A Study of PRN1008 in Adult Patients With Pemphigus Vulgaris

Pemphigus Vulgaris Clinical Trial

Official title:

An Open-Label, Phase 2, Pilot Study Investigating the Safety, Clinical Activity, Pharmacokinetics, and Pharmacodynamics of Oral Treatment With the BTK Inhibitor PRN1008 in Patients With Newly Diagnosed or Relapsing Pemphigus Vulgaris

Clinical Trial Details — Status: Completed

Administrative data

• NCT number: NCT02704429
• Other study ID #: PRN1008-005
• Secondary ID: 2015-003564-37
• Status: Completed
• Phase: Phase 2
• Start date: January 22, 2016
• Est. completion date: January 10, 2020

Study information

• Verified date: December 2022
• Source: Sanofi
• Contact: n/a
• Is FDA regulated: No
• Study type: Interventional

Clinical Trial Summary

Open-label cohort study in adult patients with newly diagnosed or relapsing pemphigus vulgaris, with intra-patient dose-adjustment based on clinical response and BTK occupancy, and with conventional immunosuppressive "rescue treatment", if indicated. The duration of therapy in Part A will be 12 weeks, followed by 12 weeks of follow up.

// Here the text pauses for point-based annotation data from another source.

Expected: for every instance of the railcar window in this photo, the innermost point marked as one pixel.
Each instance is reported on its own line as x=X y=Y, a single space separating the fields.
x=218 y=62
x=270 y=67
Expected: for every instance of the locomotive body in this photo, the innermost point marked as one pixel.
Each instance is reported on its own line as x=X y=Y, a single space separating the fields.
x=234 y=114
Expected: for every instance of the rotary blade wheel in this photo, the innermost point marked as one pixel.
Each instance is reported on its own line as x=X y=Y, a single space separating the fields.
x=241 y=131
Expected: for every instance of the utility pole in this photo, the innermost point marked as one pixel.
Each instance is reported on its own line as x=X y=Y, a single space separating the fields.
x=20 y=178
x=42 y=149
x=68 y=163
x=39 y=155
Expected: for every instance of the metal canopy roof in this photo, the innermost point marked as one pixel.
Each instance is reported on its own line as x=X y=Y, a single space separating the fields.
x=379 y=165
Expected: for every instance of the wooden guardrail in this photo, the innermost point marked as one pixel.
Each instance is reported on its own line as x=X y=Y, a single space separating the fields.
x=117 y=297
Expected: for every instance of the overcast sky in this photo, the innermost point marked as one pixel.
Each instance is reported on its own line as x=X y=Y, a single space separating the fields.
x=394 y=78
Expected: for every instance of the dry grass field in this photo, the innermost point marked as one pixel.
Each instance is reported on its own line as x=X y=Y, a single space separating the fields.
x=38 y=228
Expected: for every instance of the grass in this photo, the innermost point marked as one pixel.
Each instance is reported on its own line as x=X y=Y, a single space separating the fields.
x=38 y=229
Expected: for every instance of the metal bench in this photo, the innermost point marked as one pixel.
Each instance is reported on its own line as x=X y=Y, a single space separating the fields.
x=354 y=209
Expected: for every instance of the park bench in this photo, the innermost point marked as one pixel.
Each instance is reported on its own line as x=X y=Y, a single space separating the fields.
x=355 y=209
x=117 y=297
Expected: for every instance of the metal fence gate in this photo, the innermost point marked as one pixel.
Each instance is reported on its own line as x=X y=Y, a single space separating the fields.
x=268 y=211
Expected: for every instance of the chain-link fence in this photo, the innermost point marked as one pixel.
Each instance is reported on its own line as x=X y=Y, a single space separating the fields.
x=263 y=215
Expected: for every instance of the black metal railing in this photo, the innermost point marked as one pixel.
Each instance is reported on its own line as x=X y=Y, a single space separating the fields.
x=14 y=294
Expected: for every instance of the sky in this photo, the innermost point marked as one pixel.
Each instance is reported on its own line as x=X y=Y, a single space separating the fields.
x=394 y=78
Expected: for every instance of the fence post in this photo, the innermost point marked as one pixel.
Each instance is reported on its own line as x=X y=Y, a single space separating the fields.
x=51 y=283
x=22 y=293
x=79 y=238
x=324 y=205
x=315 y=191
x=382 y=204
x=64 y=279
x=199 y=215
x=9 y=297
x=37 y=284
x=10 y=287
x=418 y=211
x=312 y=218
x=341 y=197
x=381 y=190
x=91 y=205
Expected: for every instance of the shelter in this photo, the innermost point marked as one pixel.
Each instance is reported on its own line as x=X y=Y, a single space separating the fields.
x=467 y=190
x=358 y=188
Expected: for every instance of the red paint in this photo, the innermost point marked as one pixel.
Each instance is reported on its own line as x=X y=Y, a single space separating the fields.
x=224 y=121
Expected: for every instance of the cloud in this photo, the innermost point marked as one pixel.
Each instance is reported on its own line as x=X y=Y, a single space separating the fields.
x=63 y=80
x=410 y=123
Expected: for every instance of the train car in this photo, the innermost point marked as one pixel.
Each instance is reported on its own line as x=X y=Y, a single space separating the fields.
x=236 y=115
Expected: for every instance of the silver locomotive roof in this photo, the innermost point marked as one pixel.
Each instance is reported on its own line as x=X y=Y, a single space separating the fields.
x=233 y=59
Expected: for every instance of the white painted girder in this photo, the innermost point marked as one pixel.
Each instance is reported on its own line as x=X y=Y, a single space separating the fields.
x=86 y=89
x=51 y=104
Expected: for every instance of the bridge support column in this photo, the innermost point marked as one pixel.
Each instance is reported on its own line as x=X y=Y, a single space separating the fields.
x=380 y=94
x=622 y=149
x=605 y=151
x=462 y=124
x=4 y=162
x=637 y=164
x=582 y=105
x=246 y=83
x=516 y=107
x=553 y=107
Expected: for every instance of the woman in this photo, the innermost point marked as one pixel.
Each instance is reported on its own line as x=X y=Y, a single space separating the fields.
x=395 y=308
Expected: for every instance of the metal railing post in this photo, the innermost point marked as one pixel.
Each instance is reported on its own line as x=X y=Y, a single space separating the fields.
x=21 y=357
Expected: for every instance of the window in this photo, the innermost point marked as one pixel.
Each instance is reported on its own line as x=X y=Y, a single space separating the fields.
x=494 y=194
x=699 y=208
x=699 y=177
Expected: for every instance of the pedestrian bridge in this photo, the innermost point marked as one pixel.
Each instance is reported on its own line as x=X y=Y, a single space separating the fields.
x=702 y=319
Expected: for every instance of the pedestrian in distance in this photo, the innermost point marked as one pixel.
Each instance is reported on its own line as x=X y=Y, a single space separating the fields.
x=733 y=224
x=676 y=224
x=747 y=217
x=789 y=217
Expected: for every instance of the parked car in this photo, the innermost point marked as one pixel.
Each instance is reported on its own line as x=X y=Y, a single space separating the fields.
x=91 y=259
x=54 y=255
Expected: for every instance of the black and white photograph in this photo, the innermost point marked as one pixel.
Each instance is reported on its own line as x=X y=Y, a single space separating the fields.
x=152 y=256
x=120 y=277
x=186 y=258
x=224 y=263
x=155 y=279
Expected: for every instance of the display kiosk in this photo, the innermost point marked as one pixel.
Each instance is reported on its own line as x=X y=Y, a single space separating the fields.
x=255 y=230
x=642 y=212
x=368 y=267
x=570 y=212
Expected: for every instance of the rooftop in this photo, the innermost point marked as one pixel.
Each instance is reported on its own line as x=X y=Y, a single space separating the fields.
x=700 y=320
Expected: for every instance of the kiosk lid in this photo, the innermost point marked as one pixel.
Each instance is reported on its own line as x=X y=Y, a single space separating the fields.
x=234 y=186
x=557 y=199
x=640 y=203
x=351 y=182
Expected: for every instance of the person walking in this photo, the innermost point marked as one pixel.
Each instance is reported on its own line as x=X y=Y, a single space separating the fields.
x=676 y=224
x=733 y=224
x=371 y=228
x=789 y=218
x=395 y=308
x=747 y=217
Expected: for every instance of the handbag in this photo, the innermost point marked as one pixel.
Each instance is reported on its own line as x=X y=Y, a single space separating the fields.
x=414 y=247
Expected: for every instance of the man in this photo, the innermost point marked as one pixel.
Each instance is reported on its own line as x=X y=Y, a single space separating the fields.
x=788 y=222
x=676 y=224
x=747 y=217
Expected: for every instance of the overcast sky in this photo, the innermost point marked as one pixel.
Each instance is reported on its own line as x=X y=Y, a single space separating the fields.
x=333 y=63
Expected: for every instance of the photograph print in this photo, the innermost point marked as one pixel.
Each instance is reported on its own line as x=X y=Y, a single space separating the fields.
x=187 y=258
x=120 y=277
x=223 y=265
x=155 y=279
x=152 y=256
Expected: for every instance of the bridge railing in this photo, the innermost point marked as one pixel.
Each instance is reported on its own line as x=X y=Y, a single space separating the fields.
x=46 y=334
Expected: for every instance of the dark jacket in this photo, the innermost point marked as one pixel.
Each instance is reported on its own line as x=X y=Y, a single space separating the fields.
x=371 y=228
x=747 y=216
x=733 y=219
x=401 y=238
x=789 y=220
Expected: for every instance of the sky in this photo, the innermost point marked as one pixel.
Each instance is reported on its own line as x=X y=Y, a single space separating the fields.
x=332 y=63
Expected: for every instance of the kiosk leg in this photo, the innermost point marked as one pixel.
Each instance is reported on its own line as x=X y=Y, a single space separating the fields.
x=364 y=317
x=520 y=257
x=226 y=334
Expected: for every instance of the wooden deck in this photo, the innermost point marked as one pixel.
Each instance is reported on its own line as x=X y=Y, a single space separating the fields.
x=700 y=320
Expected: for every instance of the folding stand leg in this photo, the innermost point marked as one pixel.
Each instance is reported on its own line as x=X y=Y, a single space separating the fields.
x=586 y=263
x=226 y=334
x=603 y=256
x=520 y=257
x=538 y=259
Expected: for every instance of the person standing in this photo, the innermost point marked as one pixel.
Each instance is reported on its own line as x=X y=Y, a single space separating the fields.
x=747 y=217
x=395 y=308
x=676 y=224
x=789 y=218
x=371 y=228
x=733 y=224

The extension phase, Part B includes 24 weeks of therapy, followed by 4 weeks of follow-up.

Description:

Primary Objectives:

To evaluate the safety of PRN1008 in patients with pemphigus vulgaris (PV)

To evaluate the clinical activity of PRN1008 in patients with PV, per criteria in the European Academy of Dermatology and Venereology (EADV) 2014 Pemphigus S2 Guideline (Hertl et al. 2015)

Secondary Objectives

To evaluate the pharmacokinetics (PK) and the pharmacodynamics (PD) of multiple doses of PRN1008 in patients with PV

To evaluate the relationship of PK and PD to each other and to efficacy and safety in this patient population

Recruitment information / eligibility

• Status: Completed
• Enrollment: 42
• Est. completion date: January 10, 2020
• Est. primary completion date: December 18, 2019
• Accepts healthy volunteers: No
• Gender: All
• Age group: 18 Years to 80 Years

Eligibility

Inclusion Criteria:

• Male or female patients, aged 18 to 80 years old, with biopsy-proven, mild-moderate PV (PDAI 8 to 45) in Part A and mild to severe PV in Part B (PDAI 8 to 60) that are either:

• newly diagnosed patients (i.e. naïve to an effective induction treatment regimen) for whom an initial period of PRN1008 monotherapy is judged clinically acceptable, or

• relapsing patients, for whom an initial period of PRN1008 monotherapy, or combination therapy with any of low dose corticosteroid, ie.0.5 mg/kg of prednis(ol)one per day

Exclusion Criteria:

• Pregnant or lactating women

• A history of malignancy of any type, other than surgically excised non-melanoma skin cancers or in situ cervical cancer within 5 years before the day of dosing

• Use of immunologic response modifiers with the following periods prior to Day 1: 1 week: cyclophosphamide; 4 weeks: intravenous immunoglobulin, Kinaret (anakinra) and Enbrel (etanercept); 12 weeks: Remicade (infliximab), Humira (adalimumab), Simponi (golimumab), Orencia (abatacept), Actemra (tocilizumab), Cimzia (certolizumab), Cosentyx (secukinumab), plasmapheresis; 6 months: Rituxan/MabThera (rituximab), ofatumumab, any other anti-CD20 antibody, other long acting biologics

• More than 0.5 mg/kg of prednis(ol)one per day ("low dose corticosteroids") within the two weeks prior to Day 1

• Use of proton pump inhibitor drugs such as omeprazole and esomeprazole

• Has received any investigational drug (or is currently using an investigational device) within the 30 days before receiving the first dose of study medication, or at least 5 times the respective elimination half-life time (whichever is longer)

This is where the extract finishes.